To be honest one of the reasons I haven't agreed to Mike's want of another child is because I am afraid something will go wrong. I know that sounds sad.........afraid that something will go wrong. I wasn't just afraid the pregnancy would go wrong, but that something would happen in the future and I wasn't sure if I could handle it. I never thought I would be one to live in fear....but I am. I was afraid of finally.......letting go and being very afraid.
So today when I got a call from a friend that her young niece was very ill my heart dropped. I felt that fear again. My friend had been updating me since her sister rushed her daughter to the hospital a few days ago. I suggested a few possible ailments, but never expected the one she came back with. She told me her niece possibly had west Nile encephalitis. Which basically means her brain was very swollen due to the virus. On top of that she had suffered a stroke..........damn strokes. So as usual when medicine is concerned.... it's a wait and see situation. However, I kept telling my friend that children are RESILIENT. Her niece was healthy prior to the onset of the infection and they caught this early so this gives her great odds. I also told her to be positive. One thing I insist on with Jude is that people are positive around him. I think kids can pick up on that.......they hear more than you think they can. My friend is always full of sunshine and positive thoughts so I know she will spread good thoughts.

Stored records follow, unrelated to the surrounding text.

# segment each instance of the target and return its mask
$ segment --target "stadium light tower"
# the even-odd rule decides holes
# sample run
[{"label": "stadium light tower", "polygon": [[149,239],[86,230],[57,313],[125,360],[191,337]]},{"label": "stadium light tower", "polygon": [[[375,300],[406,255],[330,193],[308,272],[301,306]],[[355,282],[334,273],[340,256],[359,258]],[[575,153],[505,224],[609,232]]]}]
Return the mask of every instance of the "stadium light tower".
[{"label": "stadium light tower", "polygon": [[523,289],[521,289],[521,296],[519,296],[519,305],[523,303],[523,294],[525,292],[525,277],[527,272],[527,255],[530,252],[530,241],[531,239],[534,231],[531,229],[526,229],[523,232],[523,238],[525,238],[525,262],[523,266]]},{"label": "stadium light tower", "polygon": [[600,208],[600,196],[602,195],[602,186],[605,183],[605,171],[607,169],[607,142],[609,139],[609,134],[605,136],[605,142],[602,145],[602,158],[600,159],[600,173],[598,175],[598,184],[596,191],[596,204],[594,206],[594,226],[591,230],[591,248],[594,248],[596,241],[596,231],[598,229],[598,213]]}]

So I stepped back and wondered if it's ever actually valid that we live in fear. Jude's situation well "it is what it is". We give him the best possible care with the hopes that he will be with us for a very long time. We love him with all our heart knowing he gives us the same in return. However, when you have a overall healthy child that is suddenly facing a struggle for life.......do you still allow fear in? No you don't. I remembered that you put on your boots, you dig in deep, and you accept nothing but a positive outcome!
So with that here is another thought. Life can change in a mere second. So let your worries go and just hug your kiddo's or family. Also, if you are a father and cannot take the time to care for your kids in an emergency situation you need to revaluate your life.......but I guess that's my own personal opinion.